Nous vous retranscrivons cet échange dans cet article.

S’agissant du premier thème, quatre  questions ont été posées à Maître DUPONT.

 

  1. Maître DUPONT, après plusieurs années d’exercices, vous avez décidé il y a peu un départ à la retraite, pouvez-vous nous décrire brièvement la profession de Mandataire judiciaire?

«  C’est une profession dans laquelle on s’occupe des entreprises en difficulté. Il y a deux sortes d’activités. Les activités des  entreprises en difficulté qui sont en redressement judiciaire, c’est-à-dire qui ont la possibilité de s’en sortir.

On les aide à mettre au point un plan, un paiement échelonné de leurs dettes. En sachant que pour un artisan ou un commerçant, on peut aller jusqu’à dix ans et pour les agriculteurs jusqu’à quinze ans.

Puis il y’a une deuxième phase qui malheureusement intervient lorsque le déficit est très important : la liquidation, on vend les biens, on procède à des licenciements des salariés. Maintenant depuis la loi Macron, on ne peut plus vendre les maisons, moi j’ai connu une époque où on pouvait ventre les maisons. Par contre si l’entrepreneur a deux maisons, on peut bien vendre la maison secondaire. Aussi  la majorité de nos clients ce sont les commerçants, les artisans, les entrepreneurs et les agriculteurs ».

  1. En 2016 on récence 318 mandataires judiciaires en France et aujourd’hui 418 administrateurs et mandataires judiciaires est-ce suffisant ?

«  Oui, dans le Morbihan on est quatre professionnels c’est suffisant, il n’y a  pas par contre des administrateurs judiciaires dans le Morbihan, les trois qui interviennent ici sont des rennais.

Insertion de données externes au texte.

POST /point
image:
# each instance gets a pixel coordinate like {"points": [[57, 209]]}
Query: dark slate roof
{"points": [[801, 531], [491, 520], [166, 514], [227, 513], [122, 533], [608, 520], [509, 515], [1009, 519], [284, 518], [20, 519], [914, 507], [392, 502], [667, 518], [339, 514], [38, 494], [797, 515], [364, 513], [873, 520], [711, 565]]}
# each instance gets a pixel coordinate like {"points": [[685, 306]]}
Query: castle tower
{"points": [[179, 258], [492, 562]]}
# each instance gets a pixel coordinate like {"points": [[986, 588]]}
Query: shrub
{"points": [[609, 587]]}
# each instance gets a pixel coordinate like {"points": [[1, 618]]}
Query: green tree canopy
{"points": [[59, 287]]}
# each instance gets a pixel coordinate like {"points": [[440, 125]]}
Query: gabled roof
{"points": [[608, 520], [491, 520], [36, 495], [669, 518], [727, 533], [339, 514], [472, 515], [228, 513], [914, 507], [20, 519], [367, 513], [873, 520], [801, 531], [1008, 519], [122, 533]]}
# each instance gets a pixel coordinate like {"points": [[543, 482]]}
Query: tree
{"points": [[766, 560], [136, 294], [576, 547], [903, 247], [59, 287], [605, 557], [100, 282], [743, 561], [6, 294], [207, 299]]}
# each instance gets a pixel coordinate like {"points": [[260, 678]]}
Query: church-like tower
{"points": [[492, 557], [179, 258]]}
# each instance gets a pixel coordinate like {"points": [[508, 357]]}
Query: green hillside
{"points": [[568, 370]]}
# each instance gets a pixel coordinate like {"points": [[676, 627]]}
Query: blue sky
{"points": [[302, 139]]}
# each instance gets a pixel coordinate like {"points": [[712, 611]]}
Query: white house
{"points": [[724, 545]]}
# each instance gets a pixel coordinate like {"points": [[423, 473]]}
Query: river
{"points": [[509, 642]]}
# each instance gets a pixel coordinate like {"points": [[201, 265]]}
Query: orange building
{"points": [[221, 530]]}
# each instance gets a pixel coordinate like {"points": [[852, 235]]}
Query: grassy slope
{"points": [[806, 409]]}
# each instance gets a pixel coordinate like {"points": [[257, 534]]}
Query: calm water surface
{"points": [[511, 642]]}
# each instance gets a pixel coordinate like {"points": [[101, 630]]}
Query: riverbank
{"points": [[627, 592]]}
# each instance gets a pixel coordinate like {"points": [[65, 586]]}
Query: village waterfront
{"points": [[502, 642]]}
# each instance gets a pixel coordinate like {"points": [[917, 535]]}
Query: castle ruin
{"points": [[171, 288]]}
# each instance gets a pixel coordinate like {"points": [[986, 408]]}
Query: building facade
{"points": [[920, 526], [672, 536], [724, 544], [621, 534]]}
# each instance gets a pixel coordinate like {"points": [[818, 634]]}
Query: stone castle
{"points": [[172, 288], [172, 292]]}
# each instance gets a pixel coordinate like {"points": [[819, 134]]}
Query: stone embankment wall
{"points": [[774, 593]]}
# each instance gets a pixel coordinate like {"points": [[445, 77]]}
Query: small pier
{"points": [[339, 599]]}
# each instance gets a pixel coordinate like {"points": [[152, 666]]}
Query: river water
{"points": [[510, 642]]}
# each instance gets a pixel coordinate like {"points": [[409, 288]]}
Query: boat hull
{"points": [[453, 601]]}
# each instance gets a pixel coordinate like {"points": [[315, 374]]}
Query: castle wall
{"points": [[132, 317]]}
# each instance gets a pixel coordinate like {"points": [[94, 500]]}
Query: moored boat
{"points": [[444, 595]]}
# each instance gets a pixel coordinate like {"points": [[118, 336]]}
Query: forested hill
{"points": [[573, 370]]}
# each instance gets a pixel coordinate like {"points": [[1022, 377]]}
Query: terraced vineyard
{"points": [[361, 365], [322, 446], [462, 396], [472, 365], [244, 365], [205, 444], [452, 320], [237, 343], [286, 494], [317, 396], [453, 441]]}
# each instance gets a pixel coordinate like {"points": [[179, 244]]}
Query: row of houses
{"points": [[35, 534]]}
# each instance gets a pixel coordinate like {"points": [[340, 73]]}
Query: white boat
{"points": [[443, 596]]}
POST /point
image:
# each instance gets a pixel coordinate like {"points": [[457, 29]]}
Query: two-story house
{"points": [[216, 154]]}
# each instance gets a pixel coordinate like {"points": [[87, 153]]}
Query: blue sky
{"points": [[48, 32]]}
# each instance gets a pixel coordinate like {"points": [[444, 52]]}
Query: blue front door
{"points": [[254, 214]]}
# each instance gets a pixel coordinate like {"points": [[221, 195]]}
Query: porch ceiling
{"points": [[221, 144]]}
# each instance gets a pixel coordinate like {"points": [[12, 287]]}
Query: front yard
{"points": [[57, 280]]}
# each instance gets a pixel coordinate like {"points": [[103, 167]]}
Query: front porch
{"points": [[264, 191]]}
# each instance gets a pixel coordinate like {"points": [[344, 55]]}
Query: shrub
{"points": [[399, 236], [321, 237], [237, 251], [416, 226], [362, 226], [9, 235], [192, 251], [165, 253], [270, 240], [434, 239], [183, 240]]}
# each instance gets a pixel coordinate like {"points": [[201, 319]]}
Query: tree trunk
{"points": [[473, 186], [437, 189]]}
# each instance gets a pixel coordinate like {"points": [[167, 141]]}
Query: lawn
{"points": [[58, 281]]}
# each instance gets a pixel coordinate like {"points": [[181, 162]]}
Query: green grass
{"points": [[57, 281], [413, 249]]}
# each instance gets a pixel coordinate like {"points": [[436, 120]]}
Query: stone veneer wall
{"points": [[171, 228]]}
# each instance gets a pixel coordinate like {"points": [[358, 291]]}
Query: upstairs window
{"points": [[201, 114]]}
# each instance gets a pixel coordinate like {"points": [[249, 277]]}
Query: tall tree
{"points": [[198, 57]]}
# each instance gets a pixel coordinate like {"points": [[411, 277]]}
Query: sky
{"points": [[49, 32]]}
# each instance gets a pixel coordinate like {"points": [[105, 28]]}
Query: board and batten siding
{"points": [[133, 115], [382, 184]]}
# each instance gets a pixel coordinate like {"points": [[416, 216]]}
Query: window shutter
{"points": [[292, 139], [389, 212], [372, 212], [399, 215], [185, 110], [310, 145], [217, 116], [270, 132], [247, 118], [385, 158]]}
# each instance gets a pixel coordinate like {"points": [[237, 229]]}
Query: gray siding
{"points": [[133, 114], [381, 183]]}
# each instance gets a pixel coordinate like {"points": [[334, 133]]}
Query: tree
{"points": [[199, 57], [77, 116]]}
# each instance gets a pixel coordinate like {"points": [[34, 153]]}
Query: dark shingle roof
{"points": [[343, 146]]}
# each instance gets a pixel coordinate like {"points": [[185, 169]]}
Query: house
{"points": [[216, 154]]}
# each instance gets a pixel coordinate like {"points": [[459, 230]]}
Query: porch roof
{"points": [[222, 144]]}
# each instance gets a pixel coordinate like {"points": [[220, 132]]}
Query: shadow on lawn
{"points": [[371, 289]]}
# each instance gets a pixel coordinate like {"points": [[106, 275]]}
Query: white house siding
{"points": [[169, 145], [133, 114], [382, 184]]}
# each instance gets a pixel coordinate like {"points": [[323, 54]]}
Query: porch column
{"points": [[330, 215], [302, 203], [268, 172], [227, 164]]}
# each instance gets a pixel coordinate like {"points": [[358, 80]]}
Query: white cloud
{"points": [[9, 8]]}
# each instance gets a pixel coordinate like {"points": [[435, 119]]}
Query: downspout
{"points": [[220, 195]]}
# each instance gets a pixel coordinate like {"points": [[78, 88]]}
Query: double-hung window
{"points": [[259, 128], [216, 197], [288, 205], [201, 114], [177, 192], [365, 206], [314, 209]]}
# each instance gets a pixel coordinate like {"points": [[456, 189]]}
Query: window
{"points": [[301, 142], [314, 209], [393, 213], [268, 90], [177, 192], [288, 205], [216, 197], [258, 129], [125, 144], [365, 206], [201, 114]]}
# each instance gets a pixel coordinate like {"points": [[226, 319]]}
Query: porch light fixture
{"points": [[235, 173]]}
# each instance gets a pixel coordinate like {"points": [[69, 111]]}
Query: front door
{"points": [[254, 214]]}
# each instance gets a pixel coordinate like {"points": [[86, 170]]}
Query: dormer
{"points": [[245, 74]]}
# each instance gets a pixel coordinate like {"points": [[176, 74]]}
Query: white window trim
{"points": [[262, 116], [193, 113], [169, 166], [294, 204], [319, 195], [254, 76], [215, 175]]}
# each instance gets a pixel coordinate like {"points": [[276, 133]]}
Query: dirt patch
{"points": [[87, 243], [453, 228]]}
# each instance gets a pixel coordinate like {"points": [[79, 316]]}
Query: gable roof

La difficulté c’est qu’il y a eu des époques où y avait beaucoup de dossiers mais maintenant nous avons un peu moins. Pour répondre à la question on est assez de mandataires judiciaires du moins dans les endroits que je connaisse ».

 

  1. La loi Macron de 2016 permet aux huissiers de justice de faire des « petites liquidations judiciaires », est-ce une atteinte au monopole des mandataires judiciaires ?

« Non, pour l’instant toutes les procédures collectives y compris les simples liquidations judiciaires, ce sont les mandataires qui sont nommés. Ce sont des affaires où on doit liquider dans les six(6) mois, intellectuellement et financièrement c’est pas très  interessant ».

 

  1. Quel est le costume le plus difficile à mettre, celui de mandataire judiciaire ou celui de liquidateur ?

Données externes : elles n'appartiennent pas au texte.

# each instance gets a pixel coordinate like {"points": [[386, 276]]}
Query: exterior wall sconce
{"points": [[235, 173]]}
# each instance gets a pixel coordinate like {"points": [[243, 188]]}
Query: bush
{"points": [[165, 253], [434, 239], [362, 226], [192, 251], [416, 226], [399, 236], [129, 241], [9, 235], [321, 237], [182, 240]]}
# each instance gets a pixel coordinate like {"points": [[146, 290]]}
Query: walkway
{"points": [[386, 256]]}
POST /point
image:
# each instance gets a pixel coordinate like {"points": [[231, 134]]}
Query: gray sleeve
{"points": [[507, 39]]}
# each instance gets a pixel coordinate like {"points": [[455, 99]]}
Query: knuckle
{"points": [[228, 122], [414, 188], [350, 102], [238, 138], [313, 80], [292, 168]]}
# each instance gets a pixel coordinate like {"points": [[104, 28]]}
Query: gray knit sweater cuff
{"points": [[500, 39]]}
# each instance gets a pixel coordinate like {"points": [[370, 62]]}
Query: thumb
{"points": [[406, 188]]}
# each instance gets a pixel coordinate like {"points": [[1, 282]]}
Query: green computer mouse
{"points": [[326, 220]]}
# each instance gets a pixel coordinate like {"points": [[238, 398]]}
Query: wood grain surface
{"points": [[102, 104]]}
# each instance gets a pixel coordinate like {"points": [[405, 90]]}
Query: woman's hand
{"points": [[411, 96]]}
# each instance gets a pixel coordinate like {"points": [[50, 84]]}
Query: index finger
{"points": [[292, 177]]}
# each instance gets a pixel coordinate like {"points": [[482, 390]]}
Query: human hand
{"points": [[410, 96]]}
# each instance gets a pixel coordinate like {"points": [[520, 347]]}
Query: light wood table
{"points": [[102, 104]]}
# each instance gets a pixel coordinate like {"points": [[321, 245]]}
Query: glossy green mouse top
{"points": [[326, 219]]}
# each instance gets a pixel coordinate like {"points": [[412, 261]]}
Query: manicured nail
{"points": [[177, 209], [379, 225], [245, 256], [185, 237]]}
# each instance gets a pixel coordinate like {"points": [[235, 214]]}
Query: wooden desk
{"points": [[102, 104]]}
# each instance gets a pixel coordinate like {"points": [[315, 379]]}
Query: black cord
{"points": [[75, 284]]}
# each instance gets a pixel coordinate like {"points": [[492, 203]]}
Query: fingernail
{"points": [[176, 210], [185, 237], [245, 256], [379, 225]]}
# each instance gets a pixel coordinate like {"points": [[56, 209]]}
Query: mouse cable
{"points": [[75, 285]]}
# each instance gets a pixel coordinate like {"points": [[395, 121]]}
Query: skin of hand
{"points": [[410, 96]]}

«  Intellectuellement c’est le costume de mandataire qui est le plus intéressant. On suit une entreprise et on l’aide à s’en sortir. Dans le cadre des liquidations, nous avons des affaires périlleuses, ce sont des choses délicates, humainement c’est compliqué même dans les petites boites.  Avant, j’ai connu des affaires où on licenciait quelqu’un et il trouvait  du boulot le lendemain, il était même content.  Depuis sept ou huit ans c’est plus dure, humainement quand on licencie une personne de cinquante(50) ans, on se dit intérieurement qu’il sera difficile pour elle de retrouver un travail d’ici peu. On n’a beau avoir une carapace, humainement c’est compliqué ».

 

S’agissant du second thème relatif aux procédures collectives, nous avons posé deux questions à Maître DUPONT.

 

  1. Maître vous intervenez principalement dans le cadre des procédures collectives, quel constat faites vous de l’état des procédures collectives en France ?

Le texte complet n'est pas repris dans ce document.